STF cobra repressão ao crime organizado na Amazônia, que cresce a cada ano

No governo Lula, a presença do crime organizado na Amazônia Legal saltou de 178 municípios em 2023 para 344 em 2025.
Operações na Amazônia, sem proteção das fronteiras, são como enxugar gelo. Foto: Divulgação/PF.

O ministro Flávio Dino, do Supremo Tribunal Federal (STF), voltou a cobrar da União medidas de repressão ao crime organizado na Amazônia, que cresce a cada ano. Na decisão desta segunda-feira, 13, na qual determina a adoção de ações repressivas, o ministro cita dados do Fórum Brasileiro de Segurança Pública – a presença do crime organizado na Amazônia Legal, constituída por nove Estados, passou de 178 municípios em 2023 para 344 em 2025.

A decisão do ministro é praticamente um repeteco do que já foi decidido pelo STF ao analisar várias ADPFs ( Arguição de Descumprimento de Preceito Fundamental) patrocinadas por partidos de esquerda no governo Jair Bolsonaro.

Uma delas, a ADPF 760, relatada pelo ministro André Mendonça, foi objeto de determinação, em fevereiro deste ano pelo ministro, de adoção de novas medidas em audiência de monitoramento das ações definidas a partir de abril de 2024,quando a Corte reconheceu falhas nas ações governamentais de proteção ao bioma Amazônia e Pantanal.

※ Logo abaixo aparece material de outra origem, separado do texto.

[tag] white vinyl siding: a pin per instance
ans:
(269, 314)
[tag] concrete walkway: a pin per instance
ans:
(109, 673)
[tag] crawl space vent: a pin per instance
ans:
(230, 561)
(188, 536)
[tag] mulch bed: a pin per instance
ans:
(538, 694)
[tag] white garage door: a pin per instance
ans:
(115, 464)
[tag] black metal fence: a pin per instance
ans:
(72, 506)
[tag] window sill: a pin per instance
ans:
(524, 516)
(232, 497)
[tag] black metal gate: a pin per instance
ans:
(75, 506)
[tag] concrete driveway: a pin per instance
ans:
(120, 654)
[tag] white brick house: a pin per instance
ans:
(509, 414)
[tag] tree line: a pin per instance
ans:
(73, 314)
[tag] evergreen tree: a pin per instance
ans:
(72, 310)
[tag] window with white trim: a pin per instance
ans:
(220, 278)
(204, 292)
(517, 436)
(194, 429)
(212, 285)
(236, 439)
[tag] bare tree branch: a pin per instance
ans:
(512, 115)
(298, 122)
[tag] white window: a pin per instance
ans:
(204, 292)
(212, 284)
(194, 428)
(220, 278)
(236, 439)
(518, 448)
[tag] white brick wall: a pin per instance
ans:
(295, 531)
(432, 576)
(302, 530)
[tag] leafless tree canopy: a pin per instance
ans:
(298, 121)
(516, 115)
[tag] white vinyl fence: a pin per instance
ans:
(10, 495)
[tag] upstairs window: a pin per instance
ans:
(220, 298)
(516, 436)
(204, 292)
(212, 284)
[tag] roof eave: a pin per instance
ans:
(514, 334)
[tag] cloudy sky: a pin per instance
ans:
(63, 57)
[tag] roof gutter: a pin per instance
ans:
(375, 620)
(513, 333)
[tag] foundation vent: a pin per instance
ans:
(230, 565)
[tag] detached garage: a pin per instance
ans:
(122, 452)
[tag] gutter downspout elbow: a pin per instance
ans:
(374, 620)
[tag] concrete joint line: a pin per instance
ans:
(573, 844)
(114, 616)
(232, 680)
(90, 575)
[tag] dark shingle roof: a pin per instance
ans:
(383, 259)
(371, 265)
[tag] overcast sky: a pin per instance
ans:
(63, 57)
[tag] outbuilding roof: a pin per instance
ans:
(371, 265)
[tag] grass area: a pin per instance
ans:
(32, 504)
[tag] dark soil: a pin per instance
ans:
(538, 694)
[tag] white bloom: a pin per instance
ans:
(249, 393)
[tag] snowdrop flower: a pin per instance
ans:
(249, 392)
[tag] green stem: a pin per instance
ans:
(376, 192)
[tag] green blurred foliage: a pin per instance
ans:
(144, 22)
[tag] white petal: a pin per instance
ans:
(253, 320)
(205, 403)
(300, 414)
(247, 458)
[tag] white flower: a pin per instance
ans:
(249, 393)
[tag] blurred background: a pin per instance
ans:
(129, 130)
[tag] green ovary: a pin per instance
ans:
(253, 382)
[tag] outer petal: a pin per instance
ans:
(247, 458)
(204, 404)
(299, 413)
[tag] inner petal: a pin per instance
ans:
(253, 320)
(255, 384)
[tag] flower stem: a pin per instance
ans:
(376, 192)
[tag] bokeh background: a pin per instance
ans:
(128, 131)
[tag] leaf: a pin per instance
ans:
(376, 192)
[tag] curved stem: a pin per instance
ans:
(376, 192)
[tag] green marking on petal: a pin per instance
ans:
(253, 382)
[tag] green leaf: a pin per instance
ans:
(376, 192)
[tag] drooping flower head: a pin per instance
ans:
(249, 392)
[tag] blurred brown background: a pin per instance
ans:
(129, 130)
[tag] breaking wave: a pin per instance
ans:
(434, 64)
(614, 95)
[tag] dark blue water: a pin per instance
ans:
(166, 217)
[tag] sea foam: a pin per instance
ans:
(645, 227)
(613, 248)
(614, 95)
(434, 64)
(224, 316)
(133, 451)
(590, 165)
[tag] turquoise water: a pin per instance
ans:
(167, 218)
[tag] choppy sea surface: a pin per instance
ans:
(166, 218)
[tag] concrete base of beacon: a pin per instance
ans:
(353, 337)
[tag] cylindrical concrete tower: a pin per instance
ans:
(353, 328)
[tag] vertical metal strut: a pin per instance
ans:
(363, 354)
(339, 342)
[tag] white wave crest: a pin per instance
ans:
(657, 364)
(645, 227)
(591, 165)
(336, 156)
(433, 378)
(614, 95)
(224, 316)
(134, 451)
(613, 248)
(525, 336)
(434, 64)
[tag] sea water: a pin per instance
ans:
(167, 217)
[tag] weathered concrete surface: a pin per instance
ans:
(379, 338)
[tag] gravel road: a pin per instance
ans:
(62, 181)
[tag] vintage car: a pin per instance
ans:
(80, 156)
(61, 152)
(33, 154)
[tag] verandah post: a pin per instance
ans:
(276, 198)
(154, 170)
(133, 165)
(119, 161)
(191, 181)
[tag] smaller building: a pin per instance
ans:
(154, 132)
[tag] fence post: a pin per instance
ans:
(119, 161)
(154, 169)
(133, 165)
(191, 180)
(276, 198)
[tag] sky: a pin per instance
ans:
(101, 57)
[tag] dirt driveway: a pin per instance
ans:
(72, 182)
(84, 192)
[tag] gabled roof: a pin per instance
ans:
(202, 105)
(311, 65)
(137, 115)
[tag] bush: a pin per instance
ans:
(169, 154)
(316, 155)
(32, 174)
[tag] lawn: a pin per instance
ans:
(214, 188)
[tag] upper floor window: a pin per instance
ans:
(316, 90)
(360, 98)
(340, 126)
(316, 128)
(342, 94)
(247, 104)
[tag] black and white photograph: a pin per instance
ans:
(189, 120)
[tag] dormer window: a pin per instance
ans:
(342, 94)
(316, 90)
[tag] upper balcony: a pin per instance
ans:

A desta segunda-feira, 13, foi tomada na ADPF 743, em que o STF determinou a adoção de medidas estruturais para aperfeiçoar as políticas de prevenção e combate a incêndios florestais, de fiscalização ambiental e de gestão territorial na Amazônia Legal e no Pantanal.

Flávio Dino considera que o cenário requer providências adicionais e urgentes que assegurem o cumprimento integral da decisão do STF na ADPF 743.

Para a decisão, o ministro Flávio Dino levou em conta outros dados de investigações, relatórios oficiais e reportagens que indicam a crescente atuação de facções criminosas na região e o aumento da pressão dessas organizações contra os povos indígenas.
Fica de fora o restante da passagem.